Note that if the DB pension is a US pension, there is the additional disadvantage that company executives can "borrow" from the pension money to pay executive salaries/bonuses and if the company then declares bankruptcy, the borrowed money does not have to be paid back. From what I have read, the rules in Canada don't allow this.


Cheers


----------



## Eclectic12 (Oct 20, 2010)

kcowan said:


> ... The RRSP is just an opportunity to have your tax money to put to use until you pay the tax on withdrawal. In my case, I really appreciated that option, but nowadays I would top out my TFSA before using the RRSP.


Where one is in a higher income level and estimates their income to be much lower in retirement, there may be a tax rate advantage.




kcowan said:


> ... It is also useful for investments that are a nightmare for record keeping like REITs. You can ignore everything since it is tax-protected.

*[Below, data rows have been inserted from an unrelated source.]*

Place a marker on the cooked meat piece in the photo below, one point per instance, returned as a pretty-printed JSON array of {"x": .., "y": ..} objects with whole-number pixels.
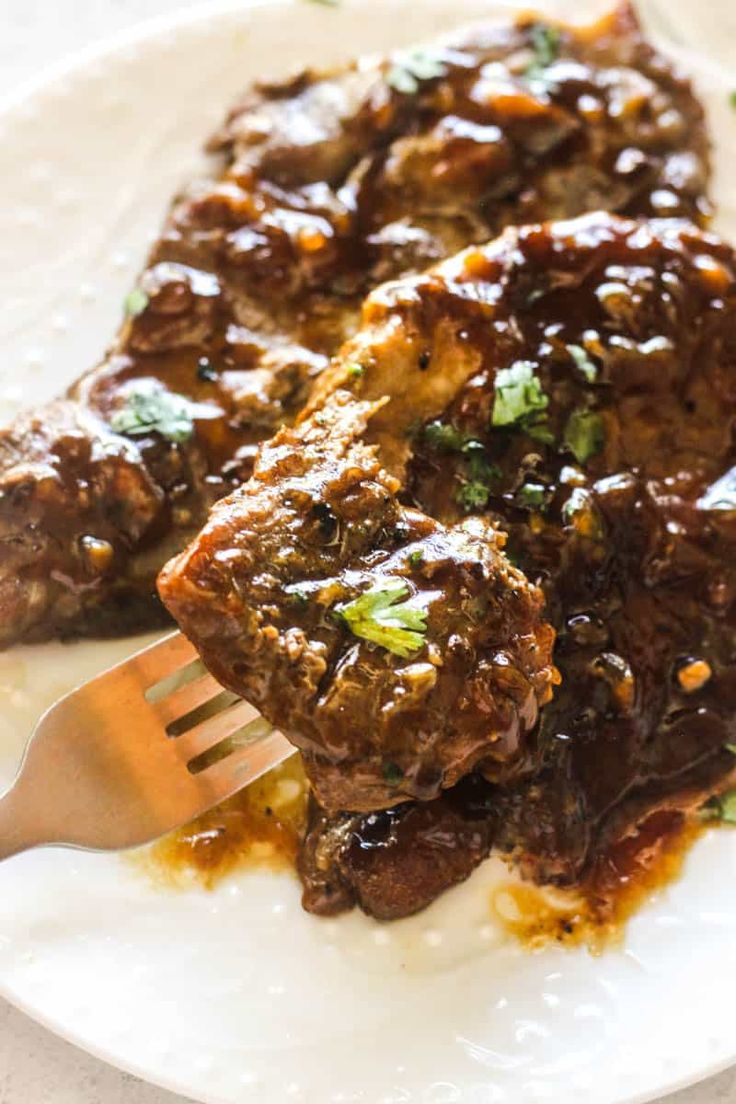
[
  {"x": 397, "y": 654},
  {"x": 331, "y": 183},
  {"x": 396, "y": 862},
  {"x": 599, "y": 434}
]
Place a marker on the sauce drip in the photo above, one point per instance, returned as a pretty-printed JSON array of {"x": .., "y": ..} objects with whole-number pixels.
[
  {"x": 263, "y": 826},
  {"x": 621, "y": 881}
]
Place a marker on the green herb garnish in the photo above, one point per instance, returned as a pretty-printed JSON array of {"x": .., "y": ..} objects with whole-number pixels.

Where one hates the paperwork ... sure.

Having gone from discovering the bookkeeping that needed to be done, after the info was not easily available (painful!) to learning what was required ... with the use of a spreadsheet, it is more tedious than anything. It works out to about forty-five minutes of work a year.

This is worth it to me as I have uses for the tax deferred income, where in the future when I sell - the tax advantaged capital gains rate will paid.


Cheers


----------



## ML91 (Dec 5, 2015)

kcowan said:


> Well your DC plan will add to your asset mix. How is that invested?
> 
> The RRSP is just an opportunity to have your tax money to put to use until you pay the tax on withdrawal. In my case, I really appreciated that option, but nowadays I would top out my TFSA before using the RRSP. It is also useful for investments that are a nightmare for record keeping like REITs. You can ignore everything since it is tax-protected.


I did 40/40 US/CAD Indexes and 20% International. Since its long term ill only be doing equities!


----------



## djkelly (Feb 18, 2016)

With no debt and TFSAs maxed out the next no brainers are an emergency savings account (it can be small because you can use do a TFSA withdrawal if the emergency is excessive) and an RRSP. If you can max out your TFSA and RRSP ever year, starting at the age you're at, you're going to be set up nicely for the future. You're soon to be spouse should be happy with you! Which BTW, is probably the next question for you: is your spouses TFSA and RRSP maxed out? If not, it's best to start coming up with a plan to make that happen too.


----------



## BigMonkey (May 31, 2016)

I'd contribute to your RRSP. If you think your salary will be in a higher bracket within the next few years, don't claim the deductions and claim it when you are the next tax bracket.


----------



## sprocket1200 (Aug 21, 2009)

true, atleast u get some thing out of it. for $8K you can buy a lot of whores.....


none said:


> Buy a $2000 ring and spend the other $6000 on a better honeymoon.


----------



## none (Jan 15, 2013)

sprocket1200 said:


> true, atleast u get some thing out of it. for $8K you can buy a lot of whores.....


That escalated quickly.... :upset:


----------